Some 80% of the firm's business comes from Asia, but to hit self-set targets it plans to increase the volume of structured products it sells in Europe and the U.S. six-fold within a year and set up a foreign exchange hedge fund.

The firm started reviewing the foreign exchange business after Powell andStuart Gulliver, chief executive of corporate, investment banking and markets, moved to London from Asia earlier this year. Powell and Gulliver have both wanted to beef up HSBC's fx business since the products took off in Asia and are now in a position to do it, noted Powell. The two are credited with growing a successful business in Asia and a rival foreign exchange head predicted that they would be able to replicate that in London. This is largely because of the firm's strong distribution capabilities through its private and retail bank.

Powell said it plans to hire a further four or five structurers to work with Baxter within the next six months. At the same time it will also hire a further seven or eight as either flow traders or structurers for institutional clients.

The first step will be to issue simple structures, such as deposit accounts, and then Baxter will work on structuring more complex instruments.
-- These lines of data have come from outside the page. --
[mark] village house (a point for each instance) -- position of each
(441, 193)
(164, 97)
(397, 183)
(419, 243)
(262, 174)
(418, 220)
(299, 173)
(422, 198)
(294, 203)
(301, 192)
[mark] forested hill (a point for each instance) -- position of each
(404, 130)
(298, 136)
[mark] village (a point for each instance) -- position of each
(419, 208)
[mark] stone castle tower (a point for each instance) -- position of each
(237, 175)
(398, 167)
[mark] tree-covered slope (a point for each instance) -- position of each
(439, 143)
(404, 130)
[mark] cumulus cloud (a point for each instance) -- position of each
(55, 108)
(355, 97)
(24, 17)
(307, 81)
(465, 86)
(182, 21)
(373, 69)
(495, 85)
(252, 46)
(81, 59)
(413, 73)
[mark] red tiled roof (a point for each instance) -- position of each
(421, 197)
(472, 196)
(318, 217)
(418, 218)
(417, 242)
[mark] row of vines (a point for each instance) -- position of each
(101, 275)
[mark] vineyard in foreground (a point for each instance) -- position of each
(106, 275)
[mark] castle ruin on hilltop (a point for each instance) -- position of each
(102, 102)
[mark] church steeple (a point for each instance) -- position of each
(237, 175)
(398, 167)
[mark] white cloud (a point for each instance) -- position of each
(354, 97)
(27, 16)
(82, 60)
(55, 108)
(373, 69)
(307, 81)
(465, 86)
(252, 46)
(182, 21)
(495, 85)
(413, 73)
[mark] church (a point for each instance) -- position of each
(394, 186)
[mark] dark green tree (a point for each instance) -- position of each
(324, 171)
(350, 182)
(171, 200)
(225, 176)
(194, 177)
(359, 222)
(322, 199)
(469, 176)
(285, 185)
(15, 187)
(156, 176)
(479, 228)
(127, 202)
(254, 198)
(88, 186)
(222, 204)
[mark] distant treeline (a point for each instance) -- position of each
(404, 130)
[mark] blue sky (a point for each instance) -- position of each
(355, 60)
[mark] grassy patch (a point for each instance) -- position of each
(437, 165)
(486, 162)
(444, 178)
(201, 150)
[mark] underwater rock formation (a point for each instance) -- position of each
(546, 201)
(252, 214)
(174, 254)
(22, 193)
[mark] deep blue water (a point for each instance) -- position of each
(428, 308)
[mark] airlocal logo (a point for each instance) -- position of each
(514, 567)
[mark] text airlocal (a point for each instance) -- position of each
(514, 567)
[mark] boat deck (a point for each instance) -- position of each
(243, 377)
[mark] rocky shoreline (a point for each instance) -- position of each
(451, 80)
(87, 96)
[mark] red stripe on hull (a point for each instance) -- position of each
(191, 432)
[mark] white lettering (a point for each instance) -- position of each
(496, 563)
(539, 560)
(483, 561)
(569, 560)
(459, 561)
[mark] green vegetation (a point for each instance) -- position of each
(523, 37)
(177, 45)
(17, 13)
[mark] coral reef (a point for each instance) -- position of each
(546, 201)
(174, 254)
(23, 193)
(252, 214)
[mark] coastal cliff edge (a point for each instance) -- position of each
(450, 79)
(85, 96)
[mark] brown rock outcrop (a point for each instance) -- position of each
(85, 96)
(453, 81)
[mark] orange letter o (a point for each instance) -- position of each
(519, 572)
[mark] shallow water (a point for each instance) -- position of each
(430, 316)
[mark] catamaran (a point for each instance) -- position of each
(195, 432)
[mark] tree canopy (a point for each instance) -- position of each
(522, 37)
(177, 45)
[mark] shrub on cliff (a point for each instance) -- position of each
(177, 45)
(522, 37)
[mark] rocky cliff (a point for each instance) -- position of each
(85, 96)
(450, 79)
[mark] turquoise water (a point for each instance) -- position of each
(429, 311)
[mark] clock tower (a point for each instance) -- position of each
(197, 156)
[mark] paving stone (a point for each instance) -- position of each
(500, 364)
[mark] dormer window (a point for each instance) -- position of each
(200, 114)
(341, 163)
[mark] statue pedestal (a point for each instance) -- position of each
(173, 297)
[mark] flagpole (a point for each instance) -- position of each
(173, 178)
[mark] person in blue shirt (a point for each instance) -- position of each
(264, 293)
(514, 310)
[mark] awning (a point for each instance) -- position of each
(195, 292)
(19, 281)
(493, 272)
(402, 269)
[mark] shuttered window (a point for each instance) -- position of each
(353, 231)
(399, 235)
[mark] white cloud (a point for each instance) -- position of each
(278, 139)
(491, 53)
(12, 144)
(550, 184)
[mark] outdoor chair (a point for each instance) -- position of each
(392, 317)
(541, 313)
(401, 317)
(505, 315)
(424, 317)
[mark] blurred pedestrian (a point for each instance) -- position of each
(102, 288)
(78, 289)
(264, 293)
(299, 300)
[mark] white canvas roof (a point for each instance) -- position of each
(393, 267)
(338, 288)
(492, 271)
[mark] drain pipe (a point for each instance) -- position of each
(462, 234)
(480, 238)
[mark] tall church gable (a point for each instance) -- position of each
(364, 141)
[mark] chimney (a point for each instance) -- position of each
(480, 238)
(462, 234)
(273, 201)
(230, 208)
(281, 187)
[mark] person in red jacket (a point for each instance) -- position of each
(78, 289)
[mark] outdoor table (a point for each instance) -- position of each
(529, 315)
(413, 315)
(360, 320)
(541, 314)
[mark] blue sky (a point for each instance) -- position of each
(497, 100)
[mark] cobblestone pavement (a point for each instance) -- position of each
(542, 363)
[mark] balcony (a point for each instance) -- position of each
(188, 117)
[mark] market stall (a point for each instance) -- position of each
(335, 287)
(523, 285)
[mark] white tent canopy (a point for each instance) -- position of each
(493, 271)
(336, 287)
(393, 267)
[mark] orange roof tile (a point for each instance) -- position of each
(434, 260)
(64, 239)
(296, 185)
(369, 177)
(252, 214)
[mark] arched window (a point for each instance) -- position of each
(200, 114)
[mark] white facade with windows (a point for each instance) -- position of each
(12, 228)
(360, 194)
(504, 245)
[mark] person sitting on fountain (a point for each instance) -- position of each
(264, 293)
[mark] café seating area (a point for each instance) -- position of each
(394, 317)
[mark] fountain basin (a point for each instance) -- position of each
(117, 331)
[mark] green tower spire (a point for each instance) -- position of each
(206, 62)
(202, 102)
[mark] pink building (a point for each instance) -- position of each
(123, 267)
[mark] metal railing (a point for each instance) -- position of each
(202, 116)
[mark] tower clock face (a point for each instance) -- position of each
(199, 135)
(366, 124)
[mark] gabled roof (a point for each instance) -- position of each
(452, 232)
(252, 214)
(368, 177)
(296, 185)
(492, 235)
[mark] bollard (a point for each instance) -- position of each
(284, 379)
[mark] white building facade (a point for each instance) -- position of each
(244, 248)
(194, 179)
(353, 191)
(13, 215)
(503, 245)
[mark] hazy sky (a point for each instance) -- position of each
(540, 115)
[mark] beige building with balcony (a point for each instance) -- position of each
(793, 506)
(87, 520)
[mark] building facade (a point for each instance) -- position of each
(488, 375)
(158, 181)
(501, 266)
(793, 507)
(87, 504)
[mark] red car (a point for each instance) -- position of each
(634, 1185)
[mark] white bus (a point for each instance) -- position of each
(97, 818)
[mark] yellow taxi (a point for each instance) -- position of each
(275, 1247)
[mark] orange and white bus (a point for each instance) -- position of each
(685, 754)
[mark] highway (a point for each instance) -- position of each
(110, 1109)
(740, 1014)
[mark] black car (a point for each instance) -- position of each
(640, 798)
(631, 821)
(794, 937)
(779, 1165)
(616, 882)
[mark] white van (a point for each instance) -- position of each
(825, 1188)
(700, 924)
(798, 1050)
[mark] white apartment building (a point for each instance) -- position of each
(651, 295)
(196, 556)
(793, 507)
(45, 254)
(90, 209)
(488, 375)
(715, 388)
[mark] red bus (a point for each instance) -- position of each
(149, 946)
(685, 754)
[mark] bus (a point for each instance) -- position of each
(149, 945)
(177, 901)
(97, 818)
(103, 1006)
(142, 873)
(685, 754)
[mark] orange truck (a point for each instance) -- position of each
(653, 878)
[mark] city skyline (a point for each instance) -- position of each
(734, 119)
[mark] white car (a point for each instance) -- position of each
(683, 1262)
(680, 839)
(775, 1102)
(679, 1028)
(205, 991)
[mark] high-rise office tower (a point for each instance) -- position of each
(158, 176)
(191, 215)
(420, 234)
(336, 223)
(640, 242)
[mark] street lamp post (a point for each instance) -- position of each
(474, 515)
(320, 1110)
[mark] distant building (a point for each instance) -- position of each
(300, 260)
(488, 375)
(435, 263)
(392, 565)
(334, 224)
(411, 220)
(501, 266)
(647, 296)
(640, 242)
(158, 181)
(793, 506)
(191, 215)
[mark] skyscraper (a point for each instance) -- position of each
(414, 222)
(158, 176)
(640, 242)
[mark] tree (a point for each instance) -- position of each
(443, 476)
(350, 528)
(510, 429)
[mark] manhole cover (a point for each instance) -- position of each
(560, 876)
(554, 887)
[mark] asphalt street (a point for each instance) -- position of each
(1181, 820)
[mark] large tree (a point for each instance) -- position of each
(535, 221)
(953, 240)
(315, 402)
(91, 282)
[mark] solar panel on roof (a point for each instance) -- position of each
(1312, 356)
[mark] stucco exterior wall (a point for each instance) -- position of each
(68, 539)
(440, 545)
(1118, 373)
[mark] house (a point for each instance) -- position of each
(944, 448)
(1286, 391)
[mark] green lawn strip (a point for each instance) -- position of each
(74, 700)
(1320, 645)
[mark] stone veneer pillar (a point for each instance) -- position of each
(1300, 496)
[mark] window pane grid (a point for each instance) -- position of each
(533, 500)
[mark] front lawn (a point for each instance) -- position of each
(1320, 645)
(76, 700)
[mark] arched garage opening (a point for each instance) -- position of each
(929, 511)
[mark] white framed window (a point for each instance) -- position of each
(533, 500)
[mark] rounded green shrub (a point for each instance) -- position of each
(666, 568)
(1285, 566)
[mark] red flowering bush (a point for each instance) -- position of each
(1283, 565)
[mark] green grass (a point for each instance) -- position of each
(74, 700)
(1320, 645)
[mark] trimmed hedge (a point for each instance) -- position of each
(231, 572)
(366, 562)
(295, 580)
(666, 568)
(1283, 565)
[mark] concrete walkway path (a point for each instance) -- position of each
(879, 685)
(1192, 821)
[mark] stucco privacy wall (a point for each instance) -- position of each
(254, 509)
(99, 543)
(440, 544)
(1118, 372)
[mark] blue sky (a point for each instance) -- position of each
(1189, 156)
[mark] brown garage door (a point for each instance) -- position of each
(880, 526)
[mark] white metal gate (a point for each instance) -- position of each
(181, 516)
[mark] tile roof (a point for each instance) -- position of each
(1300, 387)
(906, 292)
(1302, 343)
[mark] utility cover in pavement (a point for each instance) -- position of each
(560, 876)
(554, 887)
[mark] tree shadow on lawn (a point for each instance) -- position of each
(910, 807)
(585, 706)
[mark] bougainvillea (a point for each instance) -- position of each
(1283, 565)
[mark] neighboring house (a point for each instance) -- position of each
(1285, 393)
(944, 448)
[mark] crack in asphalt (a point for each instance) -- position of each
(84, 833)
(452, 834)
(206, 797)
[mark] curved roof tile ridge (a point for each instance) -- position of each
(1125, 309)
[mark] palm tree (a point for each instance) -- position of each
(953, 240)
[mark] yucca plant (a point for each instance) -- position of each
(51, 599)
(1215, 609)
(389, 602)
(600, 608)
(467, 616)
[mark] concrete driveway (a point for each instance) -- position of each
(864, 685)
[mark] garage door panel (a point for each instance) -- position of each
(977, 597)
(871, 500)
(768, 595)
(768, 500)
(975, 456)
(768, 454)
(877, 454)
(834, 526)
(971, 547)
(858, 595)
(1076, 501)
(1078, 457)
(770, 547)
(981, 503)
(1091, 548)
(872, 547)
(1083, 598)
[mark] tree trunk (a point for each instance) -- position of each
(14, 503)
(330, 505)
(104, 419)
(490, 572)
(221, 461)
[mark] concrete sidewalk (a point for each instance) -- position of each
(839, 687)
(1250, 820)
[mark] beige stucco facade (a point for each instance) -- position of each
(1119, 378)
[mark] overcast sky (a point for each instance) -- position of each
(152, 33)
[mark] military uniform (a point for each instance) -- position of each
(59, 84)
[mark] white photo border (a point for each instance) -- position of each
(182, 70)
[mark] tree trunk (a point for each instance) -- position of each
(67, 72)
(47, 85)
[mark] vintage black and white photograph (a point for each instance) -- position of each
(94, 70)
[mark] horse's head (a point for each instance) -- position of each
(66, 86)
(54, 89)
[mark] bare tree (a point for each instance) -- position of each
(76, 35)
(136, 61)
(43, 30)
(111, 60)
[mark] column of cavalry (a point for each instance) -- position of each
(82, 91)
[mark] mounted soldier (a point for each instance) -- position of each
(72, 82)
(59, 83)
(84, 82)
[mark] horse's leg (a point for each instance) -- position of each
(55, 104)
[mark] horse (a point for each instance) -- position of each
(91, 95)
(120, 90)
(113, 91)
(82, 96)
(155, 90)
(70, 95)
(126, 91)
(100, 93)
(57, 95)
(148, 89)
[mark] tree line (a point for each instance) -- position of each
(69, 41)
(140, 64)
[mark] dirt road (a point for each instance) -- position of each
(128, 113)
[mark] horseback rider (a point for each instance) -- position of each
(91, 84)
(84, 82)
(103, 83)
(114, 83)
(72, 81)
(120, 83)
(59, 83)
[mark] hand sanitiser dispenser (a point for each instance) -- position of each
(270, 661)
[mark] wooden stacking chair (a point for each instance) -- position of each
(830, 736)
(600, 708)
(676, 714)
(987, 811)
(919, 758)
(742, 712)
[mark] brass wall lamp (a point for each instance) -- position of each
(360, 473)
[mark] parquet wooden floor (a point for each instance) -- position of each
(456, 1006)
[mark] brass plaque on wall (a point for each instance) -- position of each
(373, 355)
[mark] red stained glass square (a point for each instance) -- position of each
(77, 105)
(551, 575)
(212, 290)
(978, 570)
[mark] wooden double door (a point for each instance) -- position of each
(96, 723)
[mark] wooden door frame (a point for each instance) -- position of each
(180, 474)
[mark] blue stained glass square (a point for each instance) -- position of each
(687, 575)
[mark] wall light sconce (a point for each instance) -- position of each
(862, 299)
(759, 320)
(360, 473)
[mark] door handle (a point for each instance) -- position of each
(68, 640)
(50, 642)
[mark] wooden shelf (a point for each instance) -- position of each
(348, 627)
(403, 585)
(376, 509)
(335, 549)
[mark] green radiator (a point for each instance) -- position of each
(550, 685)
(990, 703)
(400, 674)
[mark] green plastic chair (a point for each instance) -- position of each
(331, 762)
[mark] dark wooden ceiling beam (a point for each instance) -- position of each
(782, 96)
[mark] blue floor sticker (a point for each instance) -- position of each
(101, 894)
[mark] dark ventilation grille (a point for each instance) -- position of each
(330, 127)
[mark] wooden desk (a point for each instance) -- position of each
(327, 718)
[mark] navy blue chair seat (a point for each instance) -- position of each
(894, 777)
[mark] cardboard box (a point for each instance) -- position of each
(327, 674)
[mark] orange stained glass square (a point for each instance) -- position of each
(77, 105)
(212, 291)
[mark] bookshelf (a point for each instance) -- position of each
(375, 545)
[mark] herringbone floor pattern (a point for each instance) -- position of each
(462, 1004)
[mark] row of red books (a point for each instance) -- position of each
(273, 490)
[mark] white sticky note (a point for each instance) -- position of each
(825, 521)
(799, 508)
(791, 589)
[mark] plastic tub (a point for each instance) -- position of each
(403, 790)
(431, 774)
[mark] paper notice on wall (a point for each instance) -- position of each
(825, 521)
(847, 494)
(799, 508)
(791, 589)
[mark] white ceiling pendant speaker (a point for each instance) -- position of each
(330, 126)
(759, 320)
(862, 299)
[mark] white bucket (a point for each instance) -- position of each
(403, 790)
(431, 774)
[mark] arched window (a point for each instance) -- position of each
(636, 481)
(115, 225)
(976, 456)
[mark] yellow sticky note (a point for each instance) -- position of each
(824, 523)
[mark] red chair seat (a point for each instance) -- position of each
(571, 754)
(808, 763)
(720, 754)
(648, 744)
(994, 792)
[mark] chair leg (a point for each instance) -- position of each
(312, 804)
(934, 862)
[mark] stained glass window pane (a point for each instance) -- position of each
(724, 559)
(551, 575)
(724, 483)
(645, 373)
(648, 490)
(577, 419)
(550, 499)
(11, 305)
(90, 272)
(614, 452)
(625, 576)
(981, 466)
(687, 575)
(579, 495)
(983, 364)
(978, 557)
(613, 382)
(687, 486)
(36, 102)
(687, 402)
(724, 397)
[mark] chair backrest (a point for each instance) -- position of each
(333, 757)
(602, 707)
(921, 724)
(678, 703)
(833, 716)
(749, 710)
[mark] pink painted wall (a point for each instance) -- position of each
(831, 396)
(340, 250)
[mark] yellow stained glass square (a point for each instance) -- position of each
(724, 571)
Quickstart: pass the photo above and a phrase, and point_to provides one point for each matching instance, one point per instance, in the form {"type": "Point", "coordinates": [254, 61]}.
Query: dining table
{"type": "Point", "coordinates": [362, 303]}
Deposit accounts give a yield kick in exchange for selling an embedded option. This means the investor may receive their money back in a different currency.

Baxter will also be responsible for developing a foreign exchange hedge fund. Powell said Baxter will likely take six months to develop and test the hedge fund. It will roll out the fund to private clients globally and retail clients, where regulation permits.

Baxter will report to Matt Desselberger, global head of fx options in London. Baxter reported to Neehal Shah, global head of fx options at Deutsche Bank in New York. Shah declined to comment on whether the firm would be recruiting externally or internally to replace Baxter.